キーロガー対策のために「ソフトウェアキーボード」を使えと言いながら、クリップボードの盗聴を万人に許可する設定にせよ……というのである。
キーロガー対策として「ソフトウェアキーボード」を導入する銀行は多いが、これが役に立たないものであること(キーロガーを仕掛けられるという状況の前提では、他のもっと効果的で簡単なマルウェアを仕掛けることも可能である)は、Web技術者なら誰でも知っているだろう(関連記事)。一部の銀行はそれを承知でこれを導入しているようで、これは「対策してます」というポーズなんだという話がある。ある銀行の担当者は講演で、「これによりセキュリティ意識の必要性に気付いていただけるというメリットがある」という趣旨のことを話しており、なるほどそれ自体を非難することはできないだろう*1。

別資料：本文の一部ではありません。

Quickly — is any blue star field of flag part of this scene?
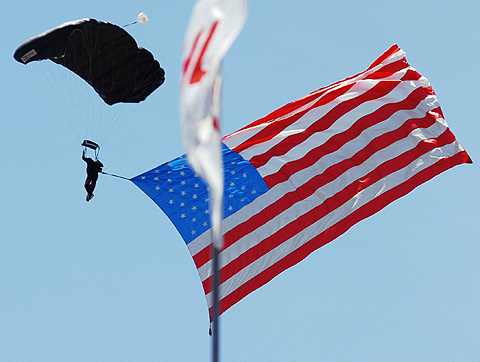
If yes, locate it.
[131,145,268,244]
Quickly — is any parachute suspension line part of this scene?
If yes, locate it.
[27,61,81,145]
[122,11,150,28]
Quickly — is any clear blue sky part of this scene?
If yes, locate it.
[0,0,480,362]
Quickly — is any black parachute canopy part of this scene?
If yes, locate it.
[14,19,165,105]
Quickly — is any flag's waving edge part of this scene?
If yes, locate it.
[180,0,248,245]
[132,45,471,320]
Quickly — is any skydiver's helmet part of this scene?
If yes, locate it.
[82,140,100,161]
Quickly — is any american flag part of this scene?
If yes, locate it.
[131,45,471,316]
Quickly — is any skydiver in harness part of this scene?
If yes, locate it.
[82,140,103,202]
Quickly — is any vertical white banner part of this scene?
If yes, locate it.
[180,0,248,248]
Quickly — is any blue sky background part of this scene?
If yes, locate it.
[0,0,480,362]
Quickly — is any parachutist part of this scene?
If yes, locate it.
[82,150,103,202]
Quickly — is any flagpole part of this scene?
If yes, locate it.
[212,239,220,362]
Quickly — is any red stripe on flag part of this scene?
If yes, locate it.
[203,127,455,294]
[210,151,470,314]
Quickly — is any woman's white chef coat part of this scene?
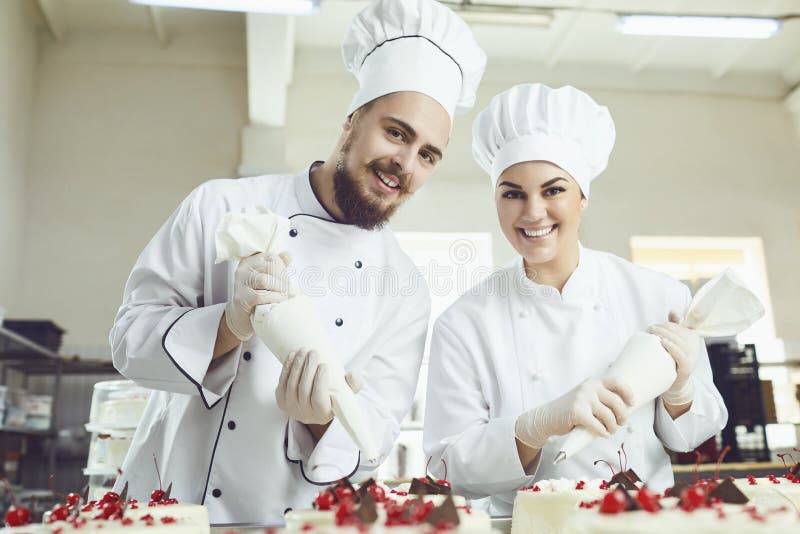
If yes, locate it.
[424,247,728,515]
[110,165,430,524]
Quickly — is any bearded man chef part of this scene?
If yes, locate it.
[105,0,486,524]
[424,84,727,515]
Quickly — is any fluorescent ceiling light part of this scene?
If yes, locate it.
[456,9,553,28]
[130,0,319,15]
[617,15,781,39]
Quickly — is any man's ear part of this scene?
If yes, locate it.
[342,111,356,132]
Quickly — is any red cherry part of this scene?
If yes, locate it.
[100,502,122,519]
[681,486,706,508]
[314,490,336,510]
[5,504,31,527]
[336,499,356,526]
[50,503,70,523]
[367,484,386,502]
[636,486,661,512]
[335,486,353,501]
[600,489,628,514]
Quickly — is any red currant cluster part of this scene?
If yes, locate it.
[147,490,178,506]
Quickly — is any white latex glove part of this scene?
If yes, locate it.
[225,252,291,341]
[275,349,362,425]
[514,378,633,449]
[647,311,700,406]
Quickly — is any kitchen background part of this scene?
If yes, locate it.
[0,0,800,506]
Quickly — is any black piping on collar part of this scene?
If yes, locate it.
[283,421,361,486]
[161,310,227,410]
[200,384,233,504]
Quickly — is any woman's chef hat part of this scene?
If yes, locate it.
[472,83,616,198]
[342,0,486,125]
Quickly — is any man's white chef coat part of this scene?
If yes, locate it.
[424,247,728,515]
[110,165,430,523]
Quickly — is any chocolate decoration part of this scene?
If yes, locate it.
[358,478,375,504]
[608,473,638,490]
[408,476,452,496]
[355,496,378,525]
[708,479,750,504]
[664,480,690,499]
[625,469,643,484]
[425,495,460,527]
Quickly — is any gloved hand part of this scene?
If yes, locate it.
[225,252,291,341]
[647,311,700,406]
[514,378,633,449]
[275,349,363,425]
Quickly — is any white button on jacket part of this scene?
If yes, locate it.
[110,166,430,523]
[424,247,728,515]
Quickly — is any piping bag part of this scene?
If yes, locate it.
[215,207,378,461]
[553,269,764,464]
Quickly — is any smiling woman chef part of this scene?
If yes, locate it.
[424,84,727,514]
[110,0,486,523]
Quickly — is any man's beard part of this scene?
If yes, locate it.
[333,141,408,230]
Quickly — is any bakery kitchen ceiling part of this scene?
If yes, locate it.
[129,0,797,39]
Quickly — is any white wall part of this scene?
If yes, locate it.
[0,0,37,312]
[14,31,247,352]
[10,40,800,352]
[288,51,800,346]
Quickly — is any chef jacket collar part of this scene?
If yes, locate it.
[294,161,334,221]
[517,243,600,302]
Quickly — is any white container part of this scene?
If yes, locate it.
[86,425,134,470]
[3,387,28,428]
[25,395,53,430]
[89,380,150,430]
[83,467,119,501]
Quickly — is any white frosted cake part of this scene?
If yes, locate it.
[511,471,800,534]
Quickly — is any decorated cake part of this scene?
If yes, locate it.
[511,458,800,534]
[284,477,491,534]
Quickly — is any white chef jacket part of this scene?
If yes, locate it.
[424,247,728,515]
[110,165,430,524]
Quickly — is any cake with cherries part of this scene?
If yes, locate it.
[284,477,491,534]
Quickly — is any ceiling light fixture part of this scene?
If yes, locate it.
[130,0,319,15]
[617,15,781,39]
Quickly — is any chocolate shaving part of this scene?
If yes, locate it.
[355,496,378,525]
[708,479,750,504]
[119,481,128,503]
[408,476,452,496]
[608,473,638,490]
[425,495,460,527]
[664,480,690,498]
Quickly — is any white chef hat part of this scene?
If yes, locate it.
[472,83,616,198]
[342,0,486,124]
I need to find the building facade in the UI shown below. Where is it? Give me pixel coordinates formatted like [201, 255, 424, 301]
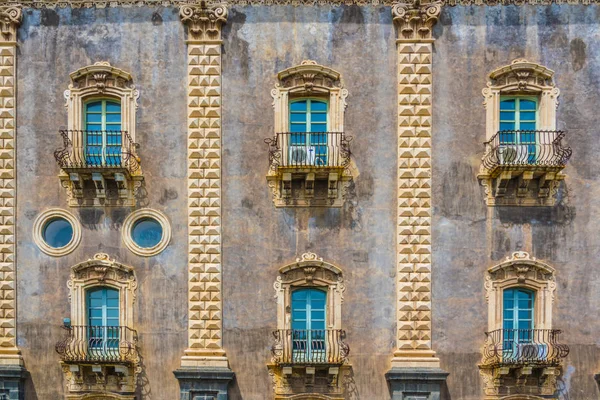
[0, 0, 600, 400]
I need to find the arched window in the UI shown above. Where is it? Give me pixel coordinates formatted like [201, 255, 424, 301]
[84, 100, 123, 167]
[288, 99, 330, 166]
[265, 60, 352, 207]
[56, 253, 141, 399]
[268, 253, 351, 399]
[86, 286, 121, 350]
[479, 251, 569, 395]
[54, 62, 144, 207]
[502, 288, 535, 330]
[292, 288, 327, 362]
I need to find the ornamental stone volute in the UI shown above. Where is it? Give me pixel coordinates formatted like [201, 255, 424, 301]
[392, 0, 443, 42]
[179, 1, 228, 43]
[0, 5, 23, 44]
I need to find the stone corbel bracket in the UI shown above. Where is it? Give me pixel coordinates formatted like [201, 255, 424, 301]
[392, 0, 444, 42]
[0, 5, 23, 45]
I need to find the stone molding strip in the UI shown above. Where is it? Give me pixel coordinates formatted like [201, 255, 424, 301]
[8, 0, 600, 8]
[392, 1, 441, 368]
[0, 5, 22, 365]
[180, 4, 228, 368]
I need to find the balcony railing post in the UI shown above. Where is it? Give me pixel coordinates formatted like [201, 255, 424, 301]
[265, 132, 351, 170]
[56, 325, 137, 363]
[483, 131, 571, 170]
[483, 329, 569, 365]
[54, 130, 140, 174]
[272, 329, 350, 365]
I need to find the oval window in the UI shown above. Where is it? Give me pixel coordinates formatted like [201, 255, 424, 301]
[131, 218, 163, 249]
[42, 218, 73, 249]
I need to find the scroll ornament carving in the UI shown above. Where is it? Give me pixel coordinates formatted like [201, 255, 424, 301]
[179, 1, 228, 42]
[15, 0, 600, 9]
[0, 4, 23, 44]
[392, 0, 443, 41]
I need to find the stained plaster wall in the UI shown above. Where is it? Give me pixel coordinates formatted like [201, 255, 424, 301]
[17, 8, 187, 400]
[223, 6, 397, 400]
[433, 5, 600, 400]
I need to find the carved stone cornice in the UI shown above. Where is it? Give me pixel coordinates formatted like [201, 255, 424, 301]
[0, 4, 23, 44]
[8, 0, 600, 8]
[392, 0, 443, 42]
[179, 1, 228, 43]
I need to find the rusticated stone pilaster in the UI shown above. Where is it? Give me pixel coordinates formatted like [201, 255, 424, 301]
[392, 0, 441, 367]
[180, 3, 227, 368]
[0, 6, 22, 365]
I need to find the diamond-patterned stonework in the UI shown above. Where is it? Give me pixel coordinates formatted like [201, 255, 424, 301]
[398, 43, 432, 349]
[0, 6, 22, 364]
[181, 6, 227, 366]
[392, 2, 440, 366]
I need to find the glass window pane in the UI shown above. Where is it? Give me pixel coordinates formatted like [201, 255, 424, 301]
[42, 218, 73, 248]
[106, 308, 119, 318]
[310, 100, 327, 111]
[87, 101, 102, 112]
[290, 113, 306, 122]
[519, 122, 535, 131]
[310, 123, 327, 132]
[499, 131, 516, 144]
[521, 111, 535, 122]
[131, 218, 163, 248]
[86, 113, 102, 124]
[310, 113, 327, 123]
[106, 101, 121, 115]
[290, 124, 306, 132]
[290, 134, 306, 145]
[500, 99, 515, 110]
[106, 114, 121, 123]
[500, 111, 515, 121]
[290, 100, 306, 111]
[519, 99, 535, 110]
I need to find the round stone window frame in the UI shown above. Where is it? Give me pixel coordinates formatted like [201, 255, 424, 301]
[33, 208, 81, 257]
[122, 208, 171, 257]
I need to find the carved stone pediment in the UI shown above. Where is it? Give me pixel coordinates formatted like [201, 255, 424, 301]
[488, 59, 554, 92]
[277, 60, 343, 94]
[70, 61, 134, 93]
[69, 253, 135, 287]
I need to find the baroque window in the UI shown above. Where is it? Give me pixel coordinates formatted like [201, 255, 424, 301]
[268, 253, 350, 399]
[56, 253, 141, 400]
[479, 252, 569, 398]
[265, 61, 352, 207]
[54, 62, 143, 207]
[478, 59, 571, 206]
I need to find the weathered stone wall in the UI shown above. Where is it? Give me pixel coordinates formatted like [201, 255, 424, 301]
[17, 8, 187, 400]
[433, 6, 600, 400]
[12, 6, 600, 400]
[223, 6, 397, 400]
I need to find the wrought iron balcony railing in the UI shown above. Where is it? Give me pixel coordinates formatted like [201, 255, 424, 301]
[271, 329, 350, 365]
[54, 130, 140, 174]
[483, 131, 572, 170]
[482, 329, 569, 366]
[265, 132, 352, 171]
[56, 325, 138, 364]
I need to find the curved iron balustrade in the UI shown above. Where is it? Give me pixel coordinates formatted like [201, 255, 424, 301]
[271, 329, 350, 365]
[483, 131, 572, 170]
[482, 329, 569, 366]
[265, 132, 352, 171]
[56, 325, 138, 363]
[54, 130, 140, 174]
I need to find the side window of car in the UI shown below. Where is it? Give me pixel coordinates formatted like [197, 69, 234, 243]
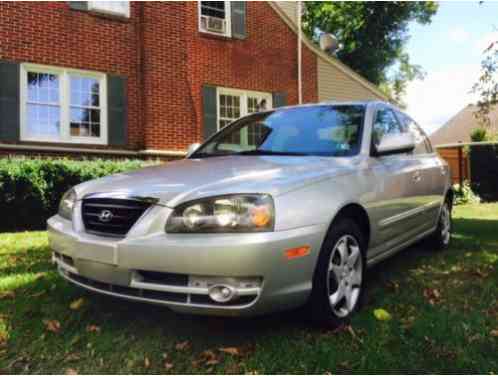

だが、「スクリプトによる貼り付け処理」のセキュリティ設定をデフォルトより危険な設定に変更させてしまうのでは、こんなものは有害なだけである。本末転倒も甚だしい。
検索して調べてみると、他にも同様の指示を出している銀行が何か所も見つかる。
ソフトウェアキーボードのボタン押下時にクリップボードへのアクセス許可ダイアログが表示されます。(略)「スクリプトの貼り付け処理の許可」を有効に設定してご利用ください。
<事象2> ソフトウェアキーボードを押した際に、「クリップボードへのアクセス許可」のダイアログが表示される。
<対 応> (略)以下のようにブラウザの設定を変更すると、次回よりダイアログが表示されません。
・「F10キー押下」-「ツール」-「インターネットオプション」-「セキュリティ」-「レベルのカスタマイズ」-「スクリプトの貼り付け処理の許可」を有効に設定
<Internet Explorer 7.0をご利用の場合>
・ ソフトウェアキーボードのボタン押下時に、「このWebページがクリップボードへアクセスするのを許可しますか?」というメッセージが表示される場合があります。この場合、「アクセスを許可する」をその都度選択してご利用いただくか、ブラウザの設定を以下のとおり変更してご利用ください。
<ブラウザの設定>
「ツール」→「インターネットオプション」→「セキュリティ」→「レベルのカスタマイズ」→「スクリプトの貼り付け処理の許可」を有効に設定してください。
これらの銀行がどんなシステムを使っているのか、ログイン画面に行って見ると、それぞれ次の特徴があり、共通点があった。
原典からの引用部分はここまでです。